Enormous potential range of applications.
Electrical Switch
In the Nature Nanotechnology paper, the MIT researchers describe using electrical currents to reversibly change the material structure—and therefore optical properties—of the new metasurface. In the past, they used bulky lasers or a furnace to supply the necessary heat. “This is important because we can now integrate the entire active optical device, along with the electrical switch, on a silicon chip to form a miniaturized optics platform,” says Juejun Hu, leader of the work and an Associate Professor of Materials Science and Engineering in DMSE.
The team also reports demonstrating “a series of tunable optical functions using the platform,” Hu says. These include a beam steering device where “by switching the material to different [internal] structures, we can send light in one direction versus another, back and forth.” Beam steering is key to self-driving cars, although Hu emphasizes that the device he and colleagues demonstrated is still fairly rudimentary. “It’s more a proof of principle.”
In addition to Zhang and Hu, authors of the new paper are Junhao Liang, Bilal Azhar, Mikhail Y. Shalaginov, Skylar Deckoff-Jones, Carlos Rios, and Tian Gu, all of MIT DMSE; Clayton Fowler, Sensong An, and Hualiang Zhang of the University of Massachusetts, Lowell; Jeffrey B. Chou, Christopher M. Roberts, and Vladimir Liberman of MIT Lincoln Laboratory; Myungkoo Kang and Kathleen A. Richardson of the University of Central Florida, and Clara Rivero-Baleine of Lockheed Martin Corporation. Hu and Gu are also affiliated with MIT’s Materials Research Laboratory.
A New Material
Phase-change materials (PCMs) change their structure in response to heat.

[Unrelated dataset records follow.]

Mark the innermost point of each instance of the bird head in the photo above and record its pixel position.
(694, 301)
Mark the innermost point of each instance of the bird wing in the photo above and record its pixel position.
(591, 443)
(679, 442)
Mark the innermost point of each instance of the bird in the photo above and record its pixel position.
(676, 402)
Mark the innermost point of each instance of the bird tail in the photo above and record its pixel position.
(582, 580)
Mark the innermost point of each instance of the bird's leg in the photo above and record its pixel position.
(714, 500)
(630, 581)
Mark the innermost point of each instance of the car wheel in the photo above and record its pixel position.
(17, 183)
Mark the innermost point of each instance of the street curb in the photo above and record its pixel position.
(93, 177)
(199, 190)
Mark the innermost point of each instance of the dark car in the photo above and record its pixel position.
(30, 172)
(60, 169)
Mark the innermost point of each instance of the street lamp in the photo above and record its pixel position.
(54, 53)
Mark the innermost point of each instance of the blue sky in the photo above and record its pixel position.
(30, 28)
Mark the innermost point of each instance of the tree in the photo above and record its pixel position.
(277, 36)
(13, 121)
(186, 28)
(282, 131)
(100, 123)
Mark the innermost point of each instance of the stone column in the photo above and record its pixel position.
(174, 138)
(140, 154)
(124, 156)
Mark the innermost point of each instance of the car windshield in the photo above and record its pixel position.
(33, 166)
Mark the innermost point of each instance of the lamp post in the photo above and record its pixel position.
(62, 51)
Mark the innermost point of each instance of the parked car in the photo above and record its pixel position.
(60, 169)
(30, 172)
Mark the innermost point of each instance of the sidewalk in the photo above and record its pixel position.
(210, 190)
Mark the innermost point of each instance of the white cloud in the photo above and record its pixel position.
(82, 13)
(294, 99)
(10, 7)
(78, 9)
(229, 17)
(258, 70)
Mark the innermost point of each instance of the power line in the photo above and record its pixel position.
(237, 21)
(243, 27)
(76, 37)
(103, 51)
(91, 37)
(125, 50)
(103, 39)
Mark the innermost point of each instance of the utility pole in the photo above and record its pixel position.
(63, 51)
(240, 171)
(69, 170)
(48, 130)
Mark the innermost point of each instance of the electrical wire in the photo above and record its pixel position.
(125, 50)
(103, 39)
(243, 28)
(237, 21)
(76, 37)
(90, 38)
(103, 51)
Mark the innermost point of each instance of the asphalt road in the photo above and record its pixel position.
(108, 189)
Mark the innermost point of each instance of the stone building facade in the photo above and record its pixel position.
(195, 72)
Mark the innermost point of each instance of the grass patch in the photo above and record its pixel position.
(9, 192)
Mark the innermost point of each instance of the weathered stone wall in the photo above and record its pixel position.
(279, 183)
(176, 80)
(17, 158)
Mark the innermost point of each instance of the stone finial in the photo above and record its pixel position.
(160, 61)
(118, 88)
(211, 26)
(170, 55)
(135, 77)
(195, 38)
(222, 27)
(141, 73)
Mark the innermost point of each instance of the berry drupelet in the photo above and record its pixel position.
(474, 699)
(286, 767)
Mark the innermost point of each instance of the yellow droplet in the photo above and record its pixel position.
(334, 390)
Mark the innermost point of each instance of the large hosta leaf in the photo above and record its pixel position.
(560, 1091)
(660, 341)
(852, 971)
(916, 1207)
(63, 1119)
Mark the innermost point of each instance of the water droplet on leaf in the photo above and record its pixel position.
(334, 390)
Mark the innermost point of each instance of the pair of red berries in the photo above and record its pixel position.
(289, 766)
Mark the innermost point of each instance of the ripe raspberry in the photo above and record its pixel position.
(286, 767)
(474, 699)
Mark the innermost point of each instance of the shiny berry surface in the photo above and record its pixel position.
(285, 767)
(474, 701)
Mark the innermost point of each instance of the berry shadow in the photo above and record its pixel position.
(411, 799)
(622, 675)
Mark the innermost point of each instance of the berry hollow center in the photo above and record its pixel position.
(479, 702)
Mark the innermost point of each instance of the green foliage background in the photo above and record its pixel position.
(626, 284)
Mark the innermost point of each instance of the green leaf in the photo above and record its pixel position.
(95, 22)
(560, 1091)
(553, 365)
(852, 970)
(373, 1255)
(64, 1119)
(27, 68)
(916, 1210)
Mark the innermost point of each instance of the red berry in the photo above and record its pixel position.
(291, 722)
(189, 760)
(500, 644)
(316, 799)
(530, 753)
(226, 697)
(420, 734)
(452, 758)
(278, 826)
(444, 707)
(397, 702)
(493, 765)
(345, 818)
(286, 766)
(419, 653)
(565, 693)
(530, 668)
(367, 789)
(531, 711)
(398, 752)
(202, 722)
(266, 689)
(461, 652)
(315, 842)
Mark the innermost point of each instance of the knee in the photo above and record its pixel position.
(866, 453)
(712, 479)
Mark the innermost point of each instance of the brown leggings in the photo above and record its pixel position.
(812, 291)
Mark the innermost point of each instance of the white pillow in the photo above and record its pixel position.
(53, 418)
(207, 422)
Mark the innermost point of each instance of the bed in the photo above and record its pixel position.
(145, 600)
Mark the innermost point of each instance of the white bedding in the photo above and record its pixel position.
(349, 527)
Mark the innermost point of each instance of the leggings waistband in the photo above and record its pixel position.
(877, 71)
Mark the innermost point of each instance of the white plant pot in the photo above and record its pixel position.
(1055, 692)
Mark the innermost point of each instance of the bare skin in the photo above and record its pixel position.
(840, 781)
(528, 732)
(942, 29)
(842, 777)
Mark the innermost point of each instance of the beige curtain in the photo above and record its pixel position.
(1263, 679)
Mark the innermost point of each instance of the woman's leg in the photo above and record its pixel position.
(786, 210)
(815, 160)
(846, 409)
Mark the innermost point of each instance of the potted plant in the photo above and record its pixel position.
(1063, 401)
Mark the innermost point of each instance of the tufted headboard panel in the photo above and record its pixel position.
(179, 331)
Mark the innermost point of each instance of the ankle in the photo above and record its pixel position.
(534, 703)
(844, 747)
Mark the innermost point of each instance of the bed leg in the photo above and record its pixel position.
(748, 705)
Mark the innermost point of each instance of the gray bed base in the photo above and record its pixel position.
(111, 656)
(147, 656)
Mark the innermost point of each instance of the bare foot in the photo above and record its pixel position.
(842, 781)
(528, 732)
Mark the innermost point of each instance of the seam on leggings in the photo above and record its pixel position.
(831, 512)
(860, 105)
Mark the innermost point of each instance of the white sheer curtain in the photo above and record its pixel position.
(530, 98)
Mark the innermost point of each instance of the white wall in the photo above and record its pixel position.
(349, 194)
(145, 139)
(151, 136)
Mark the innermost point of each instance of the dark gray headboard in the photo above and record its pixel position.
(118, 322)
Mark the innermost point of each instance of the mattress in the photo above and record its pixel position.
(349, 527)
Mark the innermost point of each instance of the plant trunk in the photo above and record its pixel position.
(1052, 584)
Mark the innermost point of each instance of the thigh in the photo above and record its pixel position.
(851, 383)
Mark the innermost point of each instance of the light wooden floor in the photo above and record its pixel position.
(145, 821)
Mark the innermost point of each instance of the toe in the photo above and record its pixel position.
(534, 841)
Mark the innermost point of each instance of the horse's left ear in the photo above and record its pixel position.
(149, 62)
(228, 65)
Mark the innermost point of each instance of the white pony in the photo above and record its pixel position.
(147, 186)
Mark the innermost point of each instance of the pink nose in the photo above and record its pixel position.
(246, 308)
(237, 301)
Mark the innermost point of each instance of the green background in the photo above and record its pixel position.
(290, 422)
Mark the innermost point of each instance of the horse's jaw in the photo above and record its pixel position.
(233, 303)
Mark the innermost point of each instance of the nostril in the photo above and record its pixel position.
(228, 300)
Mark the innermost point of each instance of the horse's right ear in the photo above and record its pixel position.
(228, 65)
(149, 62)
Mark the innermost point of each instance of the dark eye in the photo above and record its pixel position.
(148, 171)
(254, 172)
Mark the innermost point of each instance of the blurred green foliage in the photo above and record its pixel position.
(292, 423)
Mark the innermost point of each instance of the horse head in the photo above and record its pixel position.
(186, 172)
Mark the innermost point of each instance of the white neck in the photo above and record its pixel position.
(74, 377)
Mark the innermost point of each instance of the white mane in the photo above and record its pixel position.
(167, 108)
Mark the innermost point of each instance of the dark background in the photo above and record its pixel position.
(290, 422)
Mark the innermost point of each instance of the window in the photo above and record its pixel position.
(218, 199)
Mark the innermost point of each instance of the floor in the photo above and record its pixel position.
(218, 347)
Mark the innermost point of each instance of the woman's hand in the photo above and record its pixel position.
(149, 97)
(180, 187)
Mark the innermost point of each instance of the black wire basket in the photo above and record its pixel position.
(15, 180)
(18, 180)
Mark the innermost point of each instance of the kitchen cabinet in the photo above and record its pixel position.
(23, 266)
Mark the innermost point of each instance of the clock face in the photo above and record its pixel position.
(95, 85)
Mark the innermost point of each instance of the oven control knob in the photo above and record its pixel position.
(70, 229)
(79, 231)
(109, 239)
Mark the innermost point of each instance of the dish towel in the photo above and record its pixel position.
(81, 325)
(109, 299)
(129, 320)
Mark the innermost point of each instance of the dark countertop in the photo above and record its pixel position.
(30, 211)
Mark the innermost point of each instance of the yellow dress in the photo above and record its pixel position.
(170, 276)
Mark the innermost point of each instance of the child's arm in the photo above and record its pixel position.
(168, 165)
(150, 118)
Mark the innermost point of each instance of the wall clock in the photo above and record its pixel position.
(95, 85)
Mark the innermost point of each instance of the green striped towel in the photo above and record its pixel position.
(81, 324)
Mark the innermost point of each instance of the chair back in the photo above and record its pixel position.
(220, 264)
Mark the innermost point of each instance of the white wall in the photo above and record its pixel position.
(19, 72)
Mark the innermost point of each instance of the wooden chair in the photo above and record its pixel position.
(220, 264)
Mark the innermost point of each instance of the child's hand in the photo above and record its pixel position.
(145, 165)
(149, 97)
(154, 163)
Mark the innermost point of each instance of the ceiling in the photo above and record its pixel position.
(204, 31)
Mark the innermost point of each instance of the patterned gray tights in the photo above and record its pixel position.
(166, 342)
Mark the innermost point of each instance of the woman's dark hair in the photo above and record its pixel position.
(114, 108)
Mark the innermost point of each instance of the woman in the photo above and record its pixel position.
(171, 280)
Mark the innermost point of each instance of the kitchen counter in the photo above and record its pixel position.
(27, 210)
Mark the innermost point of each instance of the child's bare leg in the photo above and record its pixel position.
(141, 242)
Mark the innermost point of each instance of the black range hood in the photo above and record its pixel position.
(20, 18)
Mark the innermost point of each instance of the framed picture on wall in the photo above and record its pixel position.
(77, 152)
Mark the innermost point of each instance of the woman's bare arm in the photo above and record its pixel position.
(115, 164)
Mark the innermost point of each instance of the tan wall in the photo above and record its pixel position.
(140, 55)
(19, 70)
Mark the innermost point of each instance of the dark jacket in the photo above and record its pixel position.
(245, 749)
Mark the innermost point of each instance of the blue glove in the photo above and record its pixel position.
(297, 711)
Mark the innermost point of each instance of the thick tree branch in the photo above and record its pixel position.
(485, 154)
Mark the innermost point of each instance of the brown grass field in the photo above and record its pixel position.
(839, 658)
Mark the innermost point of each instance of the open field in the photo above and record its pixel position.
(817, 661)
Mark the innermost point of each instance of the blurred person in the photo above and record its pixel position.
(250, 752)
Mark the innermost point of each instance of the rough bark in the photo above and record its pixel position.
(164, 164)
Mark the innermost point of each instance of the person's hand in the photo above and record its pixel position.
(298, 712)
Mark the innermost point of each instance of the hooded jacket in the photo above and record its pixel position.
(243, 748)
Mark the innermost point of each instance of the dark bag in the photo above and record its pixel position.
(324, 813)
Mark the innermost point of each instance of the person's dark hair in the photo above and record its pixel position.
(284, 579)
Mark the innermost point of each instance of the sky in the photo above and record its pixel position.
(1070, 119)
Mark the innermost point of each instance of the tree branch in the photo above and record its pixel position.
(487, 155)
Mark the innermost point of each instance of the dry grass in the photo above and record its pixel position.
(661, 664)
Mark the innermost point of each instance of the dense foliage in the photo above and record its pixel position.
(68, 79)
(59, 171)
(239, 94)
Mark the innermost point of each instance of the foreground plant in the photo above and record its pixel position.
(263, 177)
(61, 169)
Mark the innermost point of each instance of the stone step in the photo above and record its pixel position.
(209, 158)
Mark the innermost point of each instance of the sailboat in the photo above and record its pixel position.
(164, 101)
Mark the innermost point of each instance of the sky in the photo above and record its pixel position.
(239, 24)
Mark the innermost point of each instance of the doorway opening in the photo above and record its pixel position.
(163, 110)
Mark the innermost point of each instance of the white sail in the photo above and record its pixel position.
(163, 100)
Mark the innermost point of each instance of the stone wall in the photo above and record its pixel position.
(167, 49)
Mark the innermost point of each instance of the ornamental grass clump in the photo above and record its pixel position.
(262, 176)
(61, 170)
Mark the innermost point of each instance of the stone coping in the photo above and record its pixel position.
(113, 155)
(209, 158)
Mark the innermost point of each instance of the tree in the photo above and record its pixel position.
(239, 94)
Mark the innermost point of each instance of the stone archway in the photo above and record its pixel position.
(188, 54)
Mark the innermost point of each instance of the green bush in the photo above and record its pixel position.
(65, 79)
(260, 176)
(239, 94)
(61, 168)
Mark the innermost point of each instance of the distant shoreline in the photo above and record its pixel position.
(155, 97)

They are used commercially in rewritable CDs and DVDs. Explains Hu, “a laser beam changes the structure of the material locally, from amorphous to crystalline, and that change can be used to encode ones and zeros—digital information.”
However, conventional PCMs have limitations when it comes to optical applications. For one, they are opaque. They won’t let light pass through. “That motivated us to look into a new phase-change material for optical devices that is transparent,” Hu says. Earlier this year his team reported that adding another element, selenium, to a conventional PCM did the trick.
The new material, composed of germanium, selenium, antimony, and tellurium (GSST), is key to the new metasurface. The metasurface, in turn, is not just a thin film of GSST, it’s a film of GSST only about half a millimeter square patterned with some 100,000 nanoscale structures. And these, in turn, “allow you to control the propagation of light. So you can transform a collection of these nanostructures into, for example, a lens,” Hu says.